Today the Ninth Circuit reversed the BIA's published decision in Matter of
Roldan and held that an expungement and other "rehabilitative relief" will
eliminate a conviction of first offense, simple possession of a controlled
substance. Therefore a noncitizen within the Ninth Circuit who gained an
expungement, deferred adjudication, diversion, or other type of
rehabilitative relief cannot be held deportable or inadmissible for having a
drug conviction, as long as the conviction was of a first offense, simple
possession.
In making this ruling, the Court re-affirmed its decisions in Garberding v.
INS , 30 F.3d 1137 (9th Cir. 1994) and Paredes-Urresterazu v. INS, 36 F.3d
801 (9th Cir. 1994). These decisions hold that equal protection requires
that laws benefiting immigrants in federal court proceedings should also
apply to immigrants who have been through state court proceedings. This
principle may have other good applications. The court also cited with
approval Board Member Rosenberg's dissent in Matter of Roldan.
Expungement of Convictions for Moral Turpitude, Firearms, and Other
Offenses
The Ninth Circuit did not directly rule on the BIA's other holding in
Roldan, in which the BIA eliminated the immigration effect of expungements
and other rehabilitative relief on conviction of moral turpitude, firearms,
and other offenses. (We'll refer to these as "general expungements.")
Because both Mr. Roldan and Mr. Lujan had drug convictions, the Court found
that it did not need to reach this issue.
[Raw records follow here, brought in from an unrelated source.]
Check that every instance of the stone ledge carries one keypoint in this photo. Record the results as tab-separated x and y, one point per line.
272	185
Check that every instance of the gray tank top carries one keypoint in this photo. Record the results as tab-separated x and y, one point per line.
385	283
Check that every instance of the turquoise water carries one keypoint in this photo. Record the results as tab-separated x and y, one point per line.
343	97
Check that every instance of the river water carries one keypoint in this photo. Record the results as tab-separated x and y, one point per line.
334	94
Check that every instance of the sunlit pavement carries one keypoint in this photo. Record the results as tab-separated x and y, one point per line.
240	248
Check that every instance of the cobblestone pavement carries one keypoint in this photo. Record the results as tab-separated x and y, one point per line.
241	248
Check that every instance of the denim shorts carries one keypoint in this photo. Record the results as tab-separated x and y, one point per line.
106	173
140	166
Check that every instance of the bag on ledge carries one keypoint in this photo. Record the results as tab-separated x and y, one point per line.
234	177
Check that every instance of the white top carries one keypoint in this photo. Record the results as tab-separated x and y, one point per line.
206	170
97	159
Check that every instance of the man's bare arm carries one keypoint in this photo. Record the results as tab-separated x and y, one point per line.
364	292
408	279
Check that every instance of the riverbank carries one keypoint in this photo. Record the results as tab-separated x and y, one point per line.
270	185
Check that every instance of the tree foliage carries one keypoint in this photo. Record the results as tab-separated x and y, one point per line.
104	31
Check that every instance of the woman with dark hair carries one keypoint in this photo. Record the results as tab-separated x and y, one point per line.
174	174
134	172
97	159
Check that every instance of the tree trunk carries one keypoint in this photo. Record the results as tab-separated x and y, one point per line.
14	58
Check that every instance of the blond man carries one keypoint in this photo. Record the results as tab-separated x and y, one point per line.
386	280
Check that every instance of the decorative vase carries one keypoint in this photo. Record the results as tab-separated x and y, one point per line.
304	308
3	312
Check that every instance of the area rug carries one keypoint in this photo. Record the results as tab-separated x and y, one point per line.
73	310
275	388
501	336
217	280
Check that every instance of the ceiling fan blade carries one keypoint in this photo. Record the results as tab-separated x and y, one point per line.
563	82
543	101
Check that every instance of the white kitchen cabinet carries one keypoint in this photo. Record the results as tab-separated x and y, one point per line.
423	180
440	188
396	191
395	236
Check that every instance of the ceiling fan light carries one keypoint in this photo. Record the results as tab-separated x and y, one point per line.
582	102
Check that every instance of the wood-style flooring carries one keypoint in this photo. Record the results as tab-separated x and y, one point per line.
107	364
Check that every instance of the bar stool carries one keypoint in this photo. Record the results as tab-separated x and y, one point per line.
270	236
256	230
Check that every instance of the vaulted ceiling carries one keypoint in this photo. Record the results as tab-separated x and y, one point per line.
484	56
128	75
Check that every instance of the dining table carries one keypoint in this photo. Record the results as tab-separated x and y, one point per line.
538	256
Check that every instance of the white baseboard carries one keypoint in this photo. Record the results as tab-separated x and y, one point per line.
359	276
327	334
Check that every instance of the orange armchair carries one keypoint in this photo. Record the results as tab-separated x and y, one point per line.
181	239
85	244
Hope for Future Cases. Although the court did not overrule the BIA's
Roldan holding on general expungements, the court did include good language
damning the government's reasoning. It stated that it found the
government's reasoning on general expungements to be "highly unpersuasive."
While the court stated that it need not make a definitive ruling on
congressional intent, the court explicitly disagreed with the BIA's ruling
that in enacting the definition of conviction at 101(a)(48)(A), Congress
intended to eliminate the immigration effect of all rehabilitative relief.
The Court stated:
"While Congress specifically commented on the need to
eliminate the BIA's bifurcated rule regarding deferred adjudication, it did
not mention the rule, cited with approval by the BIA in Ozkok, that expunged
convictions cannot serve as the basis for deportation. Thus, it appears that
Congress was concerned primarily, as had been the BIA, with the question
whether aliens could be deported during the period that followed a
determination of guilt, but preceded the expungement of the offense, and not
with attempting to alter the longstanding rule that convictions that are
subsequently overruled, vacated, or otherwise erased no longer have any
effect for immigration or most other purposes (or, as in the case of the
Fedral First Offender Act, have no effect for any other purpose.)"
Footnote 23.
This and other language from the opinion should be useful in future cases
where noncitizens must argue against the Roldan holding that general
expungements and rehabilitative relief are no longer effective.